Jul 02,2018 - Last updated at Jul 02,2018

The refugee crisis around the world is on the rising scale and the international commiunity at large looks on with a muted stupefaction. All these summits and announcements on the refugee deadlock reminds me of the mad Nazi scientist Dr. Strangelove trying to suggest a solution to stop B-52 bomber from unloading its H-bomb on Russia, thus fuelling a world-ending nuclear war.

The heads of European Union countries met and agreed on a solution to tackle the floating refugee boats in the Mediterranean. However, the bureaucrats could not agree on a unified interpretation of the agreement, hailed as a vehicle of cementing European unity.
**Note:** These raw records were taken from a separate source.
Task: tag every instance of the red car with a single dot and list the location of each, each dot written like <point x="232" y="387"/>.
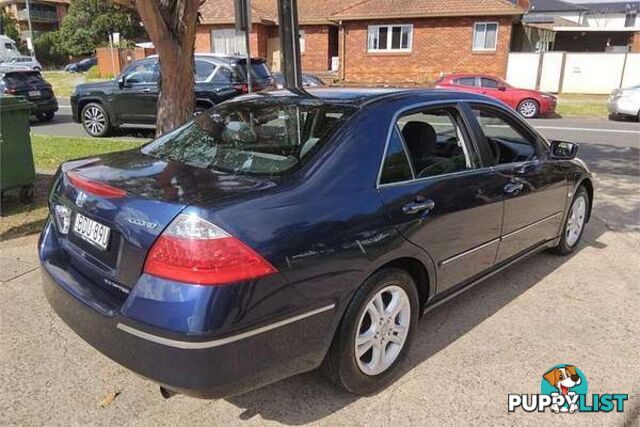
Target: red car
<point x="529" y="103"/>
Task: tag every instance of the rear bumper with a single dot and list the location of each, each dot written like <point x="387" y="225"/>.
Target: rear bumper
<point x="211" y="366"/>
<point x="44" y="106"/>
<point x="623" y="106"/>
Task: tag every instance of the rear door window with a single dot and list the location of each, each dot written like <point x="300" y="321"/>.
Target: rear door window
<point x="203" y="70"/>
<point x="262" y="137"/>
<point x="465" y="81"/>
<point x="396" y="166"/>
<point x="489" y="83"/>
<point x="436" y="142"/>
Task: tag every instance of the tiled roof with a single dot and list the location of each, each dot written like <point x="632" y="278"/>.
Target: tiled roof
<point x="309" y="11"/>
<point x="380" y="9"/>
<point x="325" y="11"/>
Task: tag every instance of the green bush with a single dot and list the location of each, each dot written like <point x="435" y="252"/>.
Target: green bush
<point x="93" y="73"/>
<point x="48" y="49"/>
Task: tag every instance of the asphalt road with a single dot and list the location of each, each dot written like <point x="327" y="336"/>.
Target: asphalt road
<point x="469" y="354"/>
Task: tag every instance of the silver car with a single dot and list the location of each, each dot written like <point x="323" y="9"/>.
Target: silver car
<point x="21" y="62"/>
<point x="625" y="102"/>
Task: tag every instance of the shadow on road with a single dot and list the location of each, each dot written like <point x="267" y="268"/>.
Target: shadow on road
<point x="313" y="398"/>
<point x="617" y="199"/>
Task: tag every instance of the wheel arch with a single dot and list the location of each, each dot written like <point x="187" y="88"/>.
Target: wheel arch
<point x="588" y="185"/>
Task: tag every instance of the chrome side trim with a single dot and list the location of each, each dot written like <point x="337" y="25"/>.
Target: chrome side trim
<point x="526" y="227"/>
<point x="188" y="345"/>
<point x="470" y="251"/>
The leaders of France and Italy are back again to exchanging accusations of failure to honour their respective commitments.
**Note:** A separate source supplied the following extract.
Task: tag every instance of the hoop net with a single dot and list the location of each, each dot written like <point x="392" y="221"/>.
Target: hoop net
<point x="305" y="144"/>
Last week, the candidate of US President Donald Trump for the position of director general of the United Nations International Organisation for Migration (IOM) failed to get sufficient votes and lost to the candidate from Portugal. Although an American has been serving as head of the IOM for more than forty years and the US donates more than one third of the IOM’s budget, the US nominee was rejected. Delegates are wary of Trump’s policies on migration and barring entry of citizens from seven countries, five of which are predominantly Muslim, to the US.

Migration and refugee issues are already causing steep influence on Europe’s political coalitions, political parties’ membership and on bringing right-wing xenophobic persons to political power. Yet, migration continues, and the causes of these migratory waves are blatantly worsening by the day; namely, wars and wretched living.

Now Jordan finds itself right smack in the midst of yet another refugee crisis. The war which the Syrian government is launching in southwestern Syria, near the Jordanian border, has caused the mass movement of one hundred thousand refugees to the border. The number promises to grow faster as the war continues.

Jordanian officials were quick to pronounce across social media outlets and to newspapers that Jordan has already taken more refugees than it can absorb. Thus, it tightened security at its borders and sent caravans of military trucks carrying humanitarian aid to the refugees on the other side of the border. The UN staff received the goods and took them inside Syria to distribute them as they see fit. Iraq also closed its western borders on the same grounds.

Jordan, which is under pressure to take more refugees, has already done for Syrian refugees stranded on the borders more than the world has done. Moreover, Jordan’s security warrants such actions in fear of terrorist elements sneaking in.

While there is no denial that Syrians are an added asset to Jordan if the flow is regulated to fit Jordan’s needs and capacity, the current mode is burdensome, and Jordan’s economy cannot take it anymore.